The blunted arrows clacked off the wooden shields, bonked when they found armor. Farrell would have expected at least five official casualties among the nine invaders, but only one man fell, struck full in—and presumably through—his gorget, and again in the side as he went down. Another knight turned back to help him, was shot in the sword arm, and lunged into the bushes, out of range. The others had vanished; Farrell could hear them shoving their armor through the wiry scrub, moving to outflank the barbican. The defending knights put down their bows and drew their rattan swords, though the undergrowth barely gave them room even to stand on guard. Farrell began thoughtfully to fall back, thinking that Lord Mathgamhain might like to hear The Silkies in the Green Sea again.

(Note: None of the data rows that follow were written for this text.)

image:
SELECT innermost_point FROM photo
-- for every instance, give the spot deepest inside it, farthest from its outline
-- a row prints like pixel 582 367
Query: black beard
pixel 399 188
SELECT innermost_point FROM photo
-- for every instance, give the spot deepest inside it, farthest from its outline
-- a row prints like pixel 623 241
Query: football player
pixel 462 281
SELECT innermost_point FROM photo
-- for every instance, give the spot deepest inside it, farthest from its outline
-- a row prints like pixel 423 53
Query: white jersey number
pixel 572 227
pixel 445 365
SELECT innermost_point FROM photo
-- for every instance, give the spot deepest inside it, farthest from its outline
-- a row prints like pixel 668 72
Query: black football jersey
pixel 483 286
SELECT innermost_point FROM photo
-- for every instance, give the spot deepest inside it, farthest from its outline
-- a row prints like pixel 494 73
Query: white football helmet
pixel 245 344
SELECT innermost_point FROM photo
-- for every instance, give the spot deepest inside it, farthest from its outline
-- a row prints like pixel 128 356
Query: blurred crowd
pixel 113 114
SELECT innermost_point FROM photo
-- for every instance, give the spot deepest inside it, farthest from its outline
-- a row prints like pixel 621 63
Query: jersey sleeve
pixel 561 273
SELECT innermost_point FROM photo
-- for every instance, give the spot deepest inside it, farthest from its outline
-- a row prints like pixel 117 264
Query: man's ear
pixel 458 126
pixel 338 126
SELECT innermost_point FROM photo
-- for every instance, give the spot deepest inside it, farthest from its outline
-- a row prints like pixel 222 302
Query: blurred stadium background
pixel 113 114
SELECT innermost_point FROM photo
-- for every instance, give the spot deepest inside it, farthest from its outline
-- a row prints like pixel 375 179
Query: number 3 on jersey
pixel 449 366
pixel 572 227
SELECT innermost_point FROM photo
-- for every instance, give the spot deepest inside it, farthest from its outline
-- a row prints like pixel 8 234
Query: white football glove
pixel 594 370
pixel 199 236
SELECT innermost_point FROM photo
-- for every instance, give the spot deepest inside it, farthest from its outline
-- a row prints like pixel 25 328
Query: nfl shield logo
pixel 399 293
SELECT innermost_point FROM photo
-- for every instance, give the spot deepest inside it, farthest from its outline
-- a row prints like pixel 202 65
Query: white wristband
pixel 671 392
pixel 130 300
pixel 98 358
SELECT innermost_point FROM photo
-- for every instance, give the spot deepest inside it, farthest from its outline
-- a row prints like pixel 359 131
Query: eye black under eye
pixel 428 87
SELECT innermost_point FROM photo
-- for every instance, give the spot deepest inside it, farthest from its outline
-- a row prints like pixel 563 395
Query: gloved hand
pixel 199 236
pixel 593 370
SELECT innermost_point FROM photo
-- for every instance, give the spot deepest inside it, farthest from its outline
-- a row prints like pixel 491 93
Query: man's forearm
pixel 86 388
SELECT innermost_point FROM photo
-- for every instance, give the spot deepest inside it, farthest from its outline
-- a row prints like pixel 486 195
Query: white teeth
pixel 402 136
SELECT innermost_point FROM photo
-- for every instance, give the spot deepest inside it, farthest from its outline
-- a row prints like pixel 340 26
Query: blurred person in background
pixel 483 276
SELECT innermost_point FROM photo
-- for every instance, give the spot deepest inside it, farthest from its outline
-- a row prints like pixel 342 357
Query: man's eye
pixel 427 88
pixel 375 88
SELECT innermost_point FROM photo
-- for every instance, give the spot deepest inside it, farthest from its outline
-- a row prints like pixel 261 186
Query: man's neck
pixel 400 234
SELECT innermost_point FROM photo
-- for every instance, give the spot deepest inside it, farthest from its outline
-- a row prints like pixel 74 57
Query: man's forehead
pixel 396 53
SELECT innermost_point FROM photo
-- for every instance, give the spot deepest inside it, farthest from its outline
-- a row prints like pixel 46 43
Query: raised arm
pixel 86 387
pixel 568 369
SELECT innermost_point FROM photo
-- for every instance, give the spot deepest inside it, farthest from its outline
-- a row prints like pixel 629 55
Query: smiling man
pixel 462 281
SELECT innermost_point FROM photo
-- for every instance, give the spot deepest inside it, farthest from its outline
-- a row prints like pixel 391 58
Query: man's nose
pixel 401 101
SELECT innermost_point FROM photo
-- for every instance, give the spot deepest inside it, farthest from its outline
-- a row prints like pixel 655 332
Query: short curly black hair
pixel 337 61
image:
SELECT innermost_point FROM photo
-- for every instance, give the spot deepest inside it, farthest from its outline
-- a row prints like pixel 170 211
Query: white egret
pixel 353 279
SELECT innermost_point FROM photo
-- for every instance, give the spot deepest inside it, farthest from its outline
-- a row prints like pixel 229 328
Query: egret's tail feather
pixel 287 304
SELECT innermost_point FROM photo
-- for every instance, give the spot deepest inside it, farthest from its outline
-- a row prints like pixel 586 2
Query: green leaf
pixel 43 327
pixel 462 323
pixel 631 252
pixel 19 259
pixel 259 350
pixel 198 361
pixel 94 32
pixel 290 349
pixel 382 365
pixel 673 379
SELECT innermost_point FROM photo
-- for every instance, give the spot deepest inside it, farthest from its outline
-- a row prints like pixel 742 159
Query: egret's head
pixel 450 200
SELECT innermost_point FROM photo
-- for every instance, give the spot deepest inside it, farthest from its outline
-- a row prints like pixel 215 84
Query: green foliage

  A thin young man wearing a black shirt and black trousers pushed past him toward the knight who still lay sprawled before the barbican. He carried a clipboard of yellow paper and called loudly as he went, “Ramon of Navarra, arm wound—the MacRae, arm and leg—Olivier le Setois, arm wound—Sforza of Lombardy, slain.” The knight sat up, then got to his feet. The man in black said, “Go on over to Glendower’s Oak, you know where that is? They’ve got beer and sandwiches—check yourself off the big roster, first thing.” He turned briskly back toward the sudden clatter of swords and garbage-can racket of whirling flails that had erupted behind the barrier. Farrell, easing discreetly away into the deeper woods, got a glimpse of two defending knights standing back to back, each one assailed by at least two men. Sforza of Lombardy marched by, slain in combat and heading for neutral territory until the end of the war. He was whistling softly and snapping his fingers.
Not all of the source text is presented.